The chairman of the county Planning Board, Derick P. Berlage, hailed the outcome as one of the largest fines in its history. But critics such as Jim Humphrey of the Montgomery County Civic Federation said the deal is symptomatic of how development problems often are handled: Those with money can buy their way out of trouble.
Ryan Homes is selling townhouses in the 59-unit Seaton Square development in Silver Spring's White Oak section for as much as $600,000, according to real estate data.
"The Planning Board got bullied," said Humphrey, who sat through Thursday's board meeting, which turned into a lengthy bargaining session that ended about 11:30 p.m. in a nearly deserted Silver Spring auditorium.
"We believe violations did occur and are exploring legal options to challenge the board's decision," Humphrey said.
Ryan Homes brought at least three top company officials and three prominent county development lawyers to plead its case. The officials said that the company was eager to keep doing business in Montgomery and that they were worried about their firm's reputation.
Their first offer -- to pay $92,250 and admit no wrongdoing -- was rejected quickly by the five-member Planning Board, as was a second offer to double the money. After a few hours and several hallway discussions between company officials and their attorneys, the third offer came: $276,750. The Planning Board approved it, 4 to 1, agreeing to avoid citing the company for violations.
"We want to apologize for being here. We take a great deal of pride in our business in Montgomery County and look forward to many more years of being here," said Don Ashbaugh, a local president of the national company.
In November, county officials halted work at Seaton Square after a preliminary review showed that the homes were too tall and too close to rear neighbors and that the developer had failed to create paths and play areas on time. County officials subsequently found only height violations.
Seaton Square is one of several developments to face increased county scrutiny in the wake of last year's discovery of construction irregularities at the 1,300-home Clarksburg Town Center in northern Montgomery, where homes were found to have been built too tall and too close to neighbors and the street.

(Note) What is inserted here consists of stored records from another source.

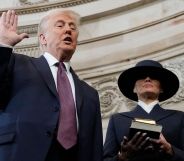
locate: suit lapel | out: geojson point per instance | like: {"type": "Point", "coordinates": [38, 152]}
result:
{"type": "Point", "coordinates": [45, 72]}
{"type": "Point", "coordinates": [78, 92]}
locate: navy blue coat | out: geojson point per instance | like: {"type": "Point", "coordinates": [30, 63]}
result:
{"type": "Point", "coordinates": [29, 120]}
{"type": "Point", "coordinates": [173, 130]}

As the Clarksburg controversy unfolded, county officials agreed last year to review other recently approved developments -- including Seaton Square -- after activists and some members of the County Council said they feared that similar irregularities might exist elsewhere.
The settlement occurred at the tail end of a 4 1/2 -hour hearing that included a high-stakes political bargaining session in which two of Ryan's attorneys, Kevin Kennedy and Tim Dugan, hinted that the company would sue if the Planning Board did not agree to the company's proposal.

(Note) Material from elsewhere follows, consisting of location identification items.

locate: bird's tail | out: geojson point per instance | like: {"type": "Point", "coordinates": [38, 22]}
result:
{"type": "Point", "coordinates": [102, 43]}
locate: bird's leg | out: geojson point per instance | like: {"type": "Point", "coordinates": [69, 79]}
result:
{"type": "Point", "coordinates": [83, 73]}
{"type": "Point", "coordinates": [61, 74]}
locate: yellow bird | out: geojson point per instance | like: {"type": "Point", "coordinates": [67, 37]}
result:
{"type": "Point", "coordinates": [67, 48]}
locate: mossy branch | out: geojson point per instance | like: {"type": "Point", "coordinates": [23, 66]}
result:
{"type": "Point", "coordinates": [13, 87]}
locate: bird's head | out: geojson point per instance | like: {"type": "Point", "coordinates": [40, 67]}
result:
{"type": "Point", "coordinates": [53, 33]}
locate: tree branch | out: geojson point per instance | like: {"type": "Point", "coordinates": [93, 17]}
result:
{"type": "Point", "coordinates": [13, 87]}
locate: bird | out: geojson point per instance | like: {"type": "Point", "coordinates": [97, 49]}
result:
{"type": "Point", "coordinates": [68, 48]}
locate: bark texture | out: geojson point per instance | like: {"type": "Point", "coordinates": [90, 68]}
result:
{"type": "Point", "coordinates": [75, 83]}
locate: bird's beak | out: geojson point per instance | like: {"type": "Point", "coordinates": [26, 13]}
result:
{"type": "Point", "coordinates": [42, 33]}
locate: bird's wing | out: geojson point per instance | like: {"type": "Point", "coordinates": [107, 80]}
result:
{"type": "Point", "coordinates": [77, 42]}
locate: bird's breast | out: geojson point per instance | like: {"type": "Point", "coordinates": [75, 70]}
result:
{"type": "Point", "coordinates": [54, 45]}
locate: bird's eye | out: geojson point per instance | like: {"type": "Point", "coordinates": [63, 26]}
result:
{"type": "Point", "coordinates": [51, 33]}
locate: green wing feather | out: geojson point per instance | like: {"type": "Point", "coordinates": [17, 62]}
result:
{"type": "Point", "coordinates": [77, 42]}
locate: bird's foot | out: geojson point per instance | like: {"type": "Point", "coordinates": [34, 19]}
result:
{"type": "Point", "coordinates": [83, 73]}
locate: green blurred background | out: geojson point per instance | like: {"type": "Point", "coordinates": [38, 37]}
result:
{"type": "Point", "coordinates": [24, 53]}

Most of the homes in the development, near Route 29 and Lockwood Drive, are taller than 35 feet and might be as high as 39 feet, county data show.

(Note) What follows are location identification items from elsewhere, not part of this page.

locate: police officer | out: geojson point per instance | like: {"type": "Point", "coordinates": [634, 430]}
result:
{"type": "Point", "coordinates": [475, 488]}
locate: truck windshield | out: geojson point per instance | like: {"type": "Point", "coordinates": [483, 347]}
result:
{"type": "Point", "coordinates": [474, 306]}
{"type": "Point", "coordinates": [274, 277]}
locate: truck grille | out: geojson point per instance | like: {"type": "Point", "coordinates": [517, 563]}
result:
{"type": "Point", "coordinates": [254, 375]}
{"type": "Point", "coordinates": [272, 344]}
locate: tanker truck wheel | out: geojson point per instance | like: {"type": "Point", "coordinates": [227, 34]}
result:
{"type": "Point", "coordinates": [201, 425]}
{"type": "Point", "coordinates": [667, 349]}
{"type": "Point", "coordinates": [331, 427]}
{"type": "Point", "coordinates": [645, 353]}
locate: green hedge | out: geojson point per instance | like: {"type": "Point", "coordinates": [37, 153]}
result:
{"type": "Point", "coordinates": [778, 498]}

Almost all of the townhouses have been purchased and are occupied, and the settlement will not force owners whose townhouses exceed the height limit to alter them.
Commissioner Meredith Wellington cast the only dissenting vote, saying the board should have decided whether Ryan broke the rules before agreeing to accept any payments.
Wellington's comments echoed the view of the Planning Board's staff, which in a 23-page report recommended that the board find that the company had violated height limits.
"The development community in general, and Ryan Homes in specific, has not paid close attention to the development standards set by the Board at the time of approval," the report said.
The staff also blamed county inspectors and planners because they failed to uncover the violations. The building plans Ryan Homes submitted to the county showed that the townhouses would be a few feet higher than the 35-foot limit.
As in many recent disputes over construction irregularities reviewed by the Planning Board, attorneys for the builder said the homes were built only after the company had obtained approvals from the planning department and building permits from the Department of Permitting Services.
But Wellington said the builder "knew or should have known or they should have found out" what the rules are.